Payday lending is capitalism at its unloveliest. It’s a business that wouldn’t even exist if the market were providing everyone with enough income to meet their needs — yet 12 million adults, the vast majority of them low-income, resorted to short-term, high-interest loans to cover cash shortages in 2010. According to the Pew Charitable Trusts, a typical borrower takes out eight payday loans a year totaling $3,000, paying about $520 in interest. Not infrequently, borrowers pay off old payday loans with new ones, creating a pyramid of debt that ends in default.

Still, payday loans undeniably meet a market need: They’re far quicker and easier (no credit check or collateral) to get than credit cards or loans from banks or credit unions. And, crucially for many borrowers, taking out a payday loan doesn’t show up on your credit report. Yes, they cost a lot, in percentage terms, but that’s because they’re high-risk; heavy fees and high interest for borrowers who can keep up with the payments compensate lenders for the fact that a significant percentage do not.

In short, how you feel about this business depends on how free you think both borrowers and lenders ought to be to assume very high risks in a situation where the former are more than ordinarily desperate and the latter are seeking — well, let’s just call it above-market rates of return.

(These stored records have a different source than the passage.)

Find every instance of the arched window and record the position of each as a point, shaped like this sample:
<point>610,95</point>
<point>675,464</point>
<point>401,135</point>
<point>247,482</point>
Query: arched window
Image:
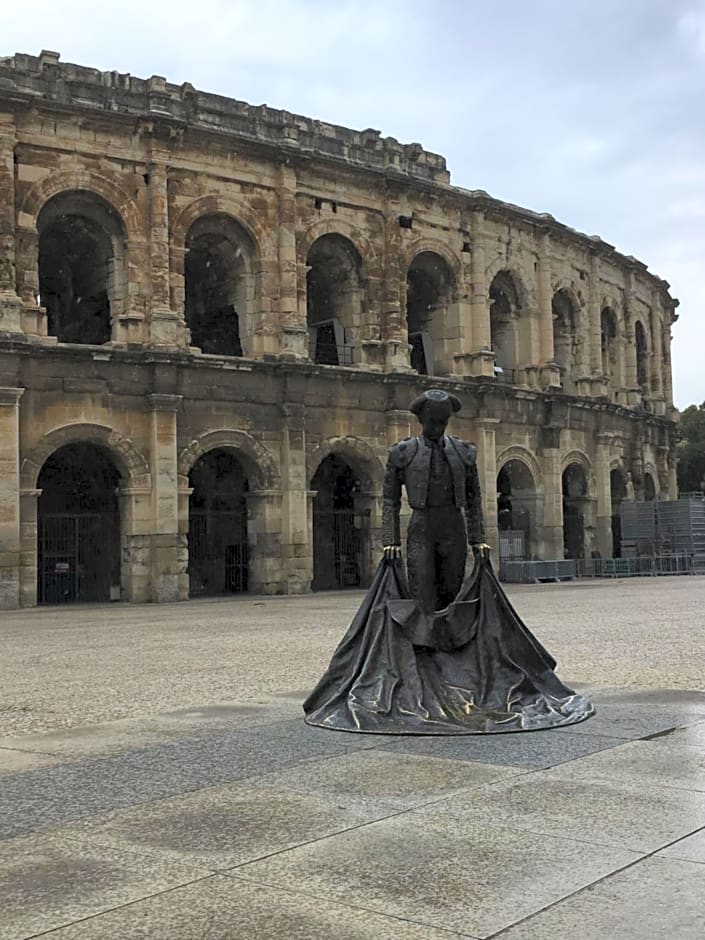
<point>429,293</point>
<point>504,312</point>
<point>82,277</point>
<point>219,284</point>
<point>564,335</point>
<point>334,299</point>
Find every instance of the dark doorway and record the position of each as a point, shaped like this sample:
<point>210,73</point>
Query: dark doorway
<point>81,268</point>
<point>78,527</point>
<point>618,492</point>
<point>217,540</point>
<point>217,284</point>
<point>574,483</point>
<point>338,532</point>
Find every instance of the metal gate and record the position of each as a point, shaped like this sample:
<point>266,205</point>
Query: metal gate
<point>340,536</point>
<point>218,552</point>
<point>77,557</point>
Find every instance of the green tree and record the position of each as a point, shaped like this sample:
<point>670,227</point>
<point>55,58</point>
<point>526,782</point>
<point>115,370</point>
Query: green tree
<point>691,449</point>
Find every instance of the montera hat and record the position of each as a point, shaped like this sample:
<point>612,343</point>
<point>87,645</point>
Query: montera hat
<point>437,396</point>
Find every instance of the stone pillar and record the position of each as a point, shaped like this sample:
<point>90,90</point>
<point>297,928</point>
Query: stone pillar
<point>485,433</point>
<point>264,528</point>
<point>166,326</point>
<point>482,355</point>
<point>296,524</point>
<point>29,503</point>
<point>10,303</point>
<point>168,545</point>
<point>394,330</point>
<point>10,540</point>
<point>135,503</point>
<point>550,373</point>
<point>603,453</point>
<point>294,338</point>
<point>594,316</point>
<point>550,458</point>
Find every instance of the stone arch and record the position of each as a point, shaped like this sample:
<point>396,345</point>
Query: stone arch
<point>358,453</point>
<point>84,180</point>
<point>216,204</point>
<point>131,463</point>
<point>364,247</point>
<point>579,457</point>
<point>256,459</point>
<point>437,247</point>
<point>523,455</point>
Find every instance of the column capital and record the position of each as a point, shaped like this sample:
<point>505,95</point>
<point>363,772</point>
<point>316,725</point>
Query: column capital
<point>10,397</point>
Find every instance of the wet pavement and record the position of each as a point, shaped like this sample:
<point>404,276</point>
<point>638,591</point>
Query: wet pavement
<point>157,781</point>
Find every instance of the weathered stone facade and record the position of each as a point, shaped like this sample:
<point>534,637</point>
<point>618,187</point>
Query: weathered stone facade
<point>182,274</point>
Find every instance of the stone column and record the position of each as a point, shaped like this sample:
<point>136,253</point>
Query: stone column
<point>296,526</point>
<point>10,303</point>
<point>264,528</point>
<point>10,542</point>
<point>166,326</point>
<point>29,503</point>
<point>482,355</point>
<point>550,458</point>
<point>550,375</point>
<point>597,379</point>
<point>135,504</point>
<point>394,329</point>
<point>485,433</point>
<point>294,339</point>
<point>168,544</point>
<point>603,453</point>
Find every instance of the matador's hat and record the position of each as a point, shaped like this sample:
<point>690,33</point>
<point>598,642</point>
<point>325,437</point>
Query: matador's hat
<point>437,396</point>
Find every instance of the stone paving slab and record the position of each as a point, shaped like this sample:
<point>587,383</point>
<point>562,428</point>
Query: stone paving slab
<point>221,827</point>
<point>396,780</point>
<point>656,899</point>
<point>529,749</point>
<point>227,908</point>
<point>631,816</point>
<point>650,764</point>
<point>47,881</point>
<point>47,797</point>
<point>690,849</point>
<point>454,872</point>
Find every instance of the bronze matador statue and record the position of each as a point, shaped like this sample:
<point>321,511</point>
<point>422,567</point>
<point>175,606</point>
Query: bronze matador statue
<point>441,480</point>
<point>439,653</point>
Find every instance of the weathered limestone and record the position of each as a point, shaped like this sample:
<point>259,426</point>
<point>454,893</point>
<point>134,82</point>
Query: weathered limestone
<point>152,169</point>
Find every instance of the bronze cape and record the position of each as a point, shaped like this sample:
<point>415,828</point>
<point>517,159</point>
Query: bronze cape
<point>473,668</point>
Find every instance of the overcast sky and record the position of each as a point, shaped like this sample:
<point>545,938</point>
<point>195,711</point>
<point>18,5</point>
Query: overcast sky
<point>592,110</point>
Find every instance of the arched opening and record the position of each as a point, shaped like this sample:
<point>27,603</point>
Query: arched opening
<point>517,509</point>
<point>340,532</point>
<point>219,285</point>
<point>564,335</point>
<point>575,491</point>
<point>334,299</point>
<point>642,369</point>
<point>78,526</point>
<point>618,492</point>
<point>504,314</point>
<point>429,293</point>
<point>82,278</point>
<point>608,344</point>
<point>217,538</point>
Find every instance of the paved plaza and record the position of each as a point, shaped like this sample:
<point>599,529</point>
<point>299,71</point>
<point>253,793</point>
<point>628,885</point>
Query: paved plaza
<point>157,781</point>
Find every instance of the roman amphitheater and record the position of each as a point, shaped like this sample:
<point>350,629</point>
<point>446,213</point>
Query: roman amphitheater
<point>213,317</point>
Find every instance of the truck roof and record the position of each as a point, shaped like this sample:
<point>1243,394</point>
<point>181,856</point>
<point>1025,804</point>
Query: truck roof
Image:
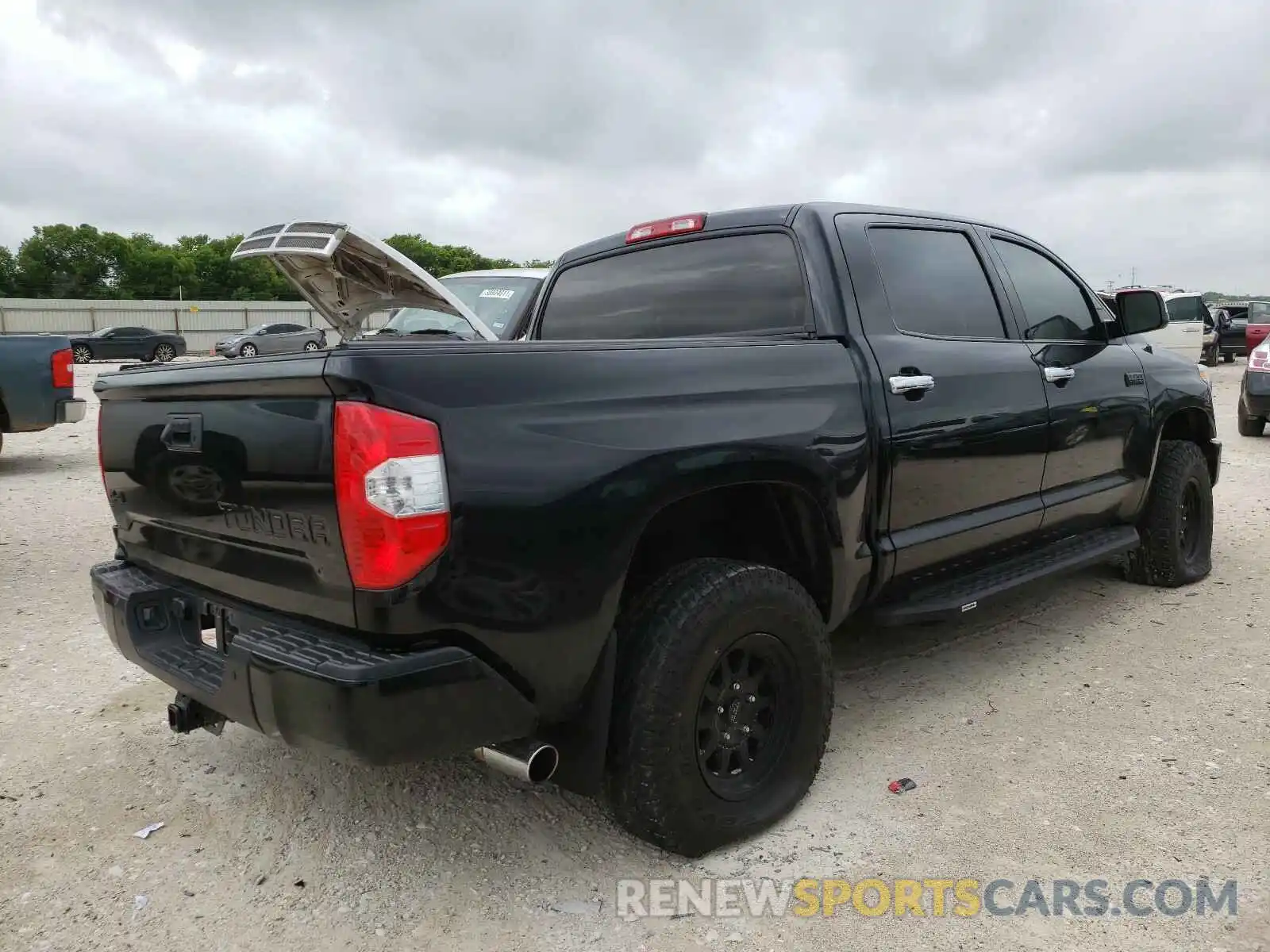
<point>774,215</point>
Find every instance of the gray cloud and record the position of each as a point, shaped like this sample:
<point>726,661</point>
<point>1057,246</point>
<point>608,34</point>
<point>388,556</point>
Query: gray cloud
<point>1124,135</point>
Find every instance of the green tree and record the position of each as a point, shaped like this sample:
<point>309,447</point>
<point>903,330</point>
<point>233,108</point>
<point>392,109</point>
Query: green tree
<point>444,259</point>
<point>8,273</point>
<point>63,260</point>
<point>80,262</point>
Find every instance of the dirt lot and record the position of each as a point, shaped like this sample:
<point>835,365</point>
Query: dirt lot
<point>1085,729</point>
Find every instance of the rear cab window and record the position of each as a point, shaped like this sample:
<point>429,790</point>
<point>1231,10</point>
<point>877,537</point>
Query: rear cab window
<point>1184,310</point>
<point>709,286</point>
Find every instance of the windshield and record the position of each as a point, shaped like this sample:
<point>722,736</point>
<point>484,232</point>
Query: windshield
<point>497,301</point>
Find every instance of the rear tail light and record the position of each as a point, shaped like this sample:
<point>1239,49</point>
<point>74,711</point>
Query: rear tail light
<point>64,368</point>
<point>391,494</point>
<point>1259,359</point>
<point>681,225</point>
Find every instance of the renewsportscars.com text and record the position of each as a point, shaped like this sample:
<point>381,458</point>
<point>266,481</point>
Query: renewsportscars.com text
<point>926,896</point>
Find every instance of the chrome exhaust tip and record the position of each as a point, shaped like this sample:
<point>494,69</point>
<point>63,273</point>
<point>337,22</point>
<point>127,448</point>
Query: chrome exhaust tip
<point>525,759</point>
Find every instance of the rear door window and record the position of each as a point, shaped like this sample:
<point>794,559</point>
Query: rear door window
<point>935,283</point>
<point>1183,310</point>
<point>1054,305</point>
<point>718,286</point>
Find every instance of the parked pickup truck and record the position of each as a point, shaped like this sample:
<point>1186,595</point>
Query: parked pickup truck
<point>613,554</point>
<point>37,384</point>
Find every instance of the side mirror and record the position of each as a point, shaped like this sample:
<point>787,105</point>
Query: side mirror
<point>1141,311</point>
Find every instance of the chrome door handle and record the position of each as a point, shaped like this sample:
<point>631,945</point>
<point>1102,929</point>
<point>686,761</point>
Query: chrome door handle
<point>907,385</point>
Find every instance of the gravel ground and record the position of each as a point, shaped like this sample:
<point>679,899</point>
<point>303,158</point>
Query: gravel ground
<point>1083,729</point>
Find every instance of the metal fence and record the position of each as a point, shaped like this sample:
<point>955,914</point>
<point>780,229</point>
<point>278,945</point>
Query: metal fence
<point>201,323</point>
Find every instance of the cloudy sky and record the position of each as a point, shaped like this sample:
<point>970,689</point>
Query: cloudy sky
<point>1124,133</point>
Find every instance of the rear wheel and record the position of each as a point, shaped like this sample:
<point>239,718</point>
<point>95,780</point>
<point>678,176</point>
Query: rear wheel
<point>1250,425</point>
<point>723,704</point>
<point>1178,524</point>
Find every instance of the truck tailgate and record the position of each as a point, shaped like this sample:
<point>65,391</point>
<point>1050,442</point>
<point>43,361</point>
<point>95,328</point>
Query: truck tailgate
<point>221,475</point>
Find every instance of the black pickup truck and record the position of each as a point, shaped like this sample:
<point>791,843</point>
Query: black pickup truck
<point>613,554</point>
<point>37,384</point>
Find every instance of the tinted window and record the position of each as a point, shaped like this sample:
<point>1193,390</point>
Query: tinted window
<point>497,301</point>
<point>733,285</point>
<point>935,283</point>
<point>1054,306</point>
<point>1185,309</point>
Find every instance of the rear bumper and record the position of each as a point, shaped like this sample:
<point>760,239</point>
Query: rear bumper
<point>71,410</point>
<point>1257,393</point>
<point>313,687</point>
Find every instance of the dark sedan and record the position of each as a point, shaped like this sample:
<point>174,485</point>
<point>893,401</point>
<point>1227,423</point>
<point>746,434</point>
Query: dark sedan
<point>271,340</point>
<point>127,344</point>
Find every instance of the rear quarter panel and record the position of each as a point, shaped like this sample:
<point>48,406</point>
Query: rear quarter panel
<point>558,456</point>
<point>29,400</point>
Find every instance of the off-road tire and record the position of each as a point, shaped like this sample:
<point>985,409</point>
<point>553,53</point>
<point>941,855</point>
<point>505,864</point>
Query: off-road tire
<point>670,644</point>
<point>1249,424</point>
<point>1168,558</point>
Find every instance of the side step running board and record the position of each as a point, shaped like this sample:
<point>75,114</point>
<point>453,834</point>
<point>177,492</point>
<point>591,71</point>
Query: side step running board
<point>950,598</point>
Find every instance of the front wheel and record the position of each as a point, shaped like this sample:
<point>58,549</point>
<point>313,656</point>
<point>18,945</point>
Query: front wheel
<point>723,704</point>
<point>1249,424</point>
<point>1178,524</point>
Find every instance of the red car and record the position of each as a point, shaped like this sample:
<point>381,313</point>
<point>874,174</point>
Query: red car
<point>1259,323</point>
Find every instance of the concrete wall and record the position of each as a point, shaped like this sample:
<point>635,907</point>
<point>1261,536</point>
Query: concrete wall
<point>201,323</point>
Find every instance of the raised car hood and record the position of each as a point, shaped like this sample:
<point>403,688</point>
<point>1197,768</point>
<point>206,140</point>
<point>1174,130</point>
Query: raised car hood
<point>348,276</point>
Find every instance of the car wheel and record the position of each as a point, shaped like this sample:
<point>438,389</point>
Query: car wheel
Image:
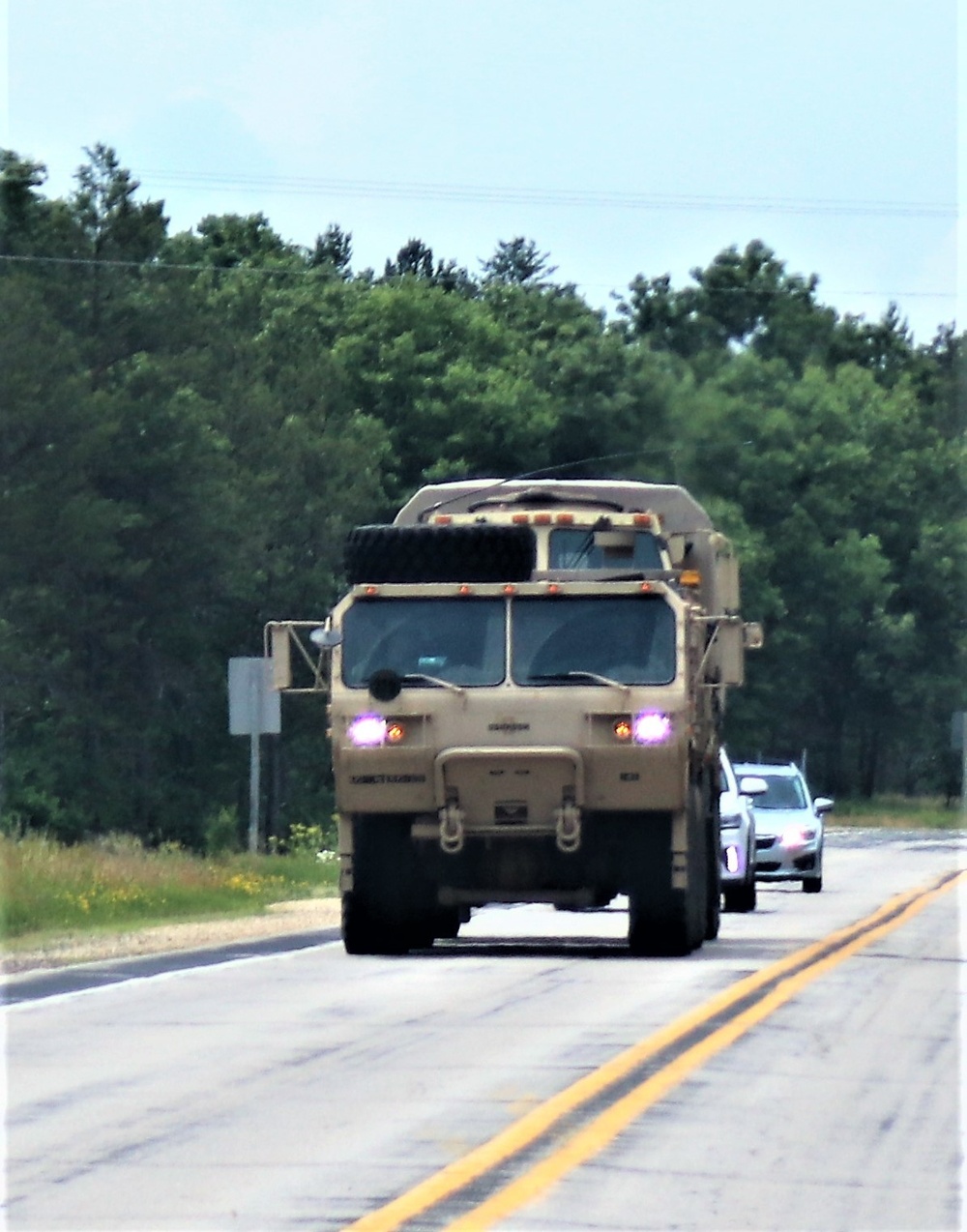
<point>739,898</point>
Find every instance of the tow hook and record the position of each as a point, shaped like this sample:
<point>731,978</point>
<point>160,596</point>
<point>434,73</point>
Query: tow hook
<point>568,828</point>
<point>451,827</point>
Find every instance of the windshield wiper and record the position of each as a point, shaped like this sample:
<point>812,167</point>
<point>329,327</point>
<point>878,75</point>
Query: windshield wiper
<point>578,678</point>
<point>415,677</point>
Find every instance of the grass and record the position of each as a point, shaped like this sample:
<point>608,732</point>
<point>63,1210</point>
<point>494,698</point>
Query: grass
<point>116,884</point>
<point>899,813</point>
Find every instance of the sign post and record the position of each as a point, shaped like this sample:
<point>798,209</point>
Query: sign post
<point>958,743</point>
<point>254,709</point>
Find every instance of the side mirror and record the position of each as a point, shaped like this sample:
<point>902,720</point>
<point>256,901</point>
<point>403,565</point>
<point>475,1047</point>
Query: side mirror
<point>325,638</point>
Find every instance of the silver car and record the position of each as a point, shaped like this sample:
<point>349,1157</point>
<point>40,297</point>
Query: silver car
<point>788,826</point>
<point>737,836</point>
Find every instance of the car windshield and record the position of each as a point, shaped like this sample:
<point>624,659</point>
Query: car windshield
<point>782,792</point>
<point>459,641</point>
<point>571,548</point>
<point>572,639</point>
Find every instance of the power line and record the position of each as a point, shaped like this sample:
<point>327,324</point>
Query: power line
<point>570,198</point>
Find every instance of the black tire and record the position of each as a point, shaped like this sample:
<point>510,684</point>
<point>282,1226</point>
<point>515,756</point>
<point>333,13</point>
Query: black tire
<point>440,553</point>
<point>385,912</point>
<point>365,931</point>
<point>670,923</point>
<point>739,898</point>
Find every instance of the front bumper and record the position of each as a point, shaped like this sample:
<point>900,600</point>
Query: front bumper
<point>777,862</point>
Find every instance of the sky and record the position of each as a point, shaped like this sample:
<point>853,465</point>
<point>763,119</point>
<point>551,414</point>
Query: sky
<point>624,137</point>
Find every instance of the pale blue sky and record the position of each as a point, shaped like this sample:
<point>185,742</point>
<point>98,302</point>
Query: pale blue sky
<point>622,135</point>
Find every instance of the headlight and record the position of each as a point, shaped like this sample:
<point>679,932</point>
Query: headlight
<point>367,731</point>
<point>652,727</point>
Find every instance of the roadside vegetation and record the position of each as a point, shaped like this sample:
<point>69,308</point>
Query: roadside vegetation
<point>192,422</point>
<point>899,813</point>
<point>113,882</point>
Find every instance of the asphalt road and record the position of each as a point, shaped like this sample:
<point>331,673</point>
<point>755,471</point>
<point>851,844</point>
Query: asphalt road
<point>527,1075</point>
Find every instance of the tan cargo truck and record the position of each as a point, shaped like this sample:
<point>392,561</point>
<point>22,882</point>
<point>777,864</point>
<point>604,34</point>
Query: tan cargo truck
<point>526,683</point>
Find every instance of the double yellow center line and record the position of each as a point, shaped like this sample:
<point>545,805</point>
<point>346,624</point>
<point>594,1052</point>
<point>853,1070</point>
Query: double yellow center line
<point>576,1124</point>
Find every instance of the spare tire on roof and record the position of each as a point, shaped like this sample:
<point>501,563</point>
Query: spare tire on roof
<point>440,553</point>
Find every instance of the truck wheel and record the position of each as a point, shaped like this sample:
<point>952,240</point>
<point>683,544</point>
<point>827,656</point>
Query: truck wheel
<point>660,930</point>
<point>440,553</point>
<point>664,922</point>
<point>366,933</point>
<point>381,914</point>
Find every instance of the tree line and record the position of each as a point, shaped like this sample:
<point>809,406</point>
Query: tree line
<point>191,423</point>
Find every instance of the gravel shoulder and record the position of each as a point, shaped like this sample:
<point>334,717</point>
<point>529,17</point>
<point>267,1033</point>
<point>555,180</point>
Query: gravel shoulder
<point>305,916</point>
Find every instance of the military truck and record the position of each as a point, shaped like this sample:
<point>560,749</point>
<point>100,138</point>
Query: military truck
<point>526,684</point>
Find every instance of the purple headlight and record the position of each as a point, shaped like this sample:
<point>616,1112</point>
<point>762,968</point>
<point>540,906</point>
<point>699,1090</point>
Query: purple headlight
<point>652,727</point>
<point>367,731</point>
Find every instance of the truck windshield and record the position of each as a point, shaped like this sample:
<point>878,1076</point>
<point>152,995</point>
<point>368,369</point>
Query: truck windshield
<point>571,639</point>
<point>454,639</point>
<point>574,548</point>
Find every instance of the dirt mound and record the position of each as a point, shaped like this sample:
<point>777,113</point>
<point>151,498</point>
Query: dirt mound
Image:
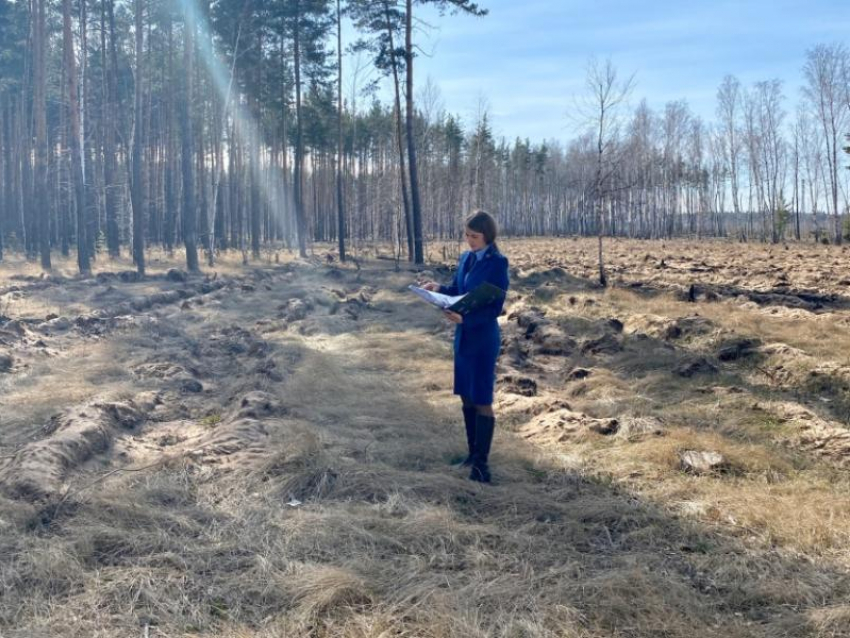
<point>36,472</point>
<point>564,425</point>
<point>812,433</point>
<point>667,328</point>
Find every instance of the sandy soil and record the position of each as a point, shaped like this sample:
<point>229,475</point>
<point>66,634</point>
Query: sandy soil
<point>267,451</point>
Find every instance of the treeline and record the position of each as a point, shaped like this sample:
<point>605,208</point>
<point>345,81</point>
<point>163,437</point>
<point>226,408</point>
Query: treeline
<point>218,125</point>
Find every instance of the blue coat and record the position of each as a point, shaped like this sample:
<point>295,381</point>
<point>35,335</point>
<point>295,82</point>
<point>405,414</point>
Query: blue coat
<point>477,339</point>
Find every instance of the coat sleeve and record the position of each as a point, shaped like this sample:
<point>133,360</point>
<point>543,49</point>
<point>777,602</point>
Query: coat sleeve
<point>453,289</point>
<point>498,276</point>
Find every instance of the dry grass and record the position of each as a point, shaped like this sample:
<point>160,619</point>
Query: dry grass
<point>342,516</point>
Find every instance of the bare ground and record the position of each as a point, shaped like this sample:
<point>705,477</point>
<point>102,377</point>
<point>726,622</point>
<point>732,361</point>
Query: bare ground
<point>267,451</point>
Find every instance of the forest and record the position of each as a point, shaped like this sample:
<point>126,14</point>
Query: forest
<point>237,125</point>
<point>225,414</point>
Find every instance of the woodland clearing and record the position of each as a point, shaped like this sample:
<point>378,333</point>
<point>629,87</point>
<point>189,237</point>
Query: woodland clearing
<point>266,450</point>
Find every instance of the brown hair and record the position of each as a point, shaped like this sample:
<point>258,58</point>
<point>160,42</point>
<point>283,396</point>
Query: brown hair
<point>481,222</point>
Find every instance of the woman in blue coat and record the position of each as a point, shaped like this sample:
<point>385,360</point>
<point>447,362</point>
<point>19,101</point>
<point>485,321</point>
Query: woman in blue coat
<point>477,338</point>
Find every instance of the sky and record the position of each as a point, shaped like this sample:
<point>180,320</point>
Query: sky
<point>527,59</point>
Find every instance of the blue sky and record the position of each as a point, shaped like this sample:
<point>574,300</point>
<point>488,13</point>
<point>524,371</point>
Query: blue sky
<point>528,58</point>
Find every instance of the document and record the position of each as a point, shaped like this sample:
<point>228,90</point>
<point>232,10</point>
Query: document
<point>483,295</point>
<point>438,299</point>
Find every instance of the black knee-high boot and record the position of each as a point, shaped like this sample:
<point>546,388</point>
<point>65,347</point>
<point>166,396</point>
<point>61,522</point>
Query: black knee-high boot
<point>484,427</point>
<point>469,422</point>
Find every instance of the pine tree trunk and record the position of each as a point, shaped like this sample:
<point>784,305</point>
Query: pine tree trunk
<point>189,226</point>
<point>137,186</point>
<point>418,255</point>
<point>299,143</point>
<point>40,83</point>
<point>75,145</point>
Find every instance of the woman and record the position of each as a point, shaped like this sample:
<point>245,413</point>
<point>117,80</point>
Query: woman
<point>477,338</point>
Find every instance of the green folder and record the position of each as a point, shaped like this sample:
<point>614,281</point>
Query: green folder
<point>483,295</point>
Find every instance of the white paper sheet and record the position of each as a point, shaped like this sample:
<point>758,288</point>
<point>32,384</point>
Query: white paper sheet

Is this something consenting adults should be allowed to do, or is it an inherently exploitative transaction?

President Barack Obama and the Consumer Financial Protection Bureau say it’s the latter, and therefore high time for government to tip the balance in favor of the payday borrower. Citing many households trapped by unpayable debt, the bureau rolled out a regulatory proposal whose essential feature is a requirement that payday lenders ascertain their customers’ ability to pay before lending; the plan would also curtail the practice of repeated loans to cash-strapped borrowers. “As Americans, we don’t mind folks making a profit,” Obama said. “But if you’re making that profit by trapping hardworking Americans in a vicious cycle of debt, then you need to find a new business model.”

And, indeed, what the bureau proposes would be a new way of doing business: Basically, it mandates the kind of underwriting that payday lending characteristically avoids. This could go a long way toward ending, or at least reducing, payday-lending horror stories. But this benefit will probably come at the cost of precluding some mutually advantageous transactions that would otherwise have occurred. Lenders will exit the business. Here and there families will curtail consumption — which is a plus, insofar as it encourages them to live within their means, or a minus, if they have to skip meals. Just as inevitably some high-interest, short-term lending that now occurs legally will be driven into the underground economy.

The proposed regulation now enters a review period, where, we hope, its true costs and benefits will get a thorough discussion.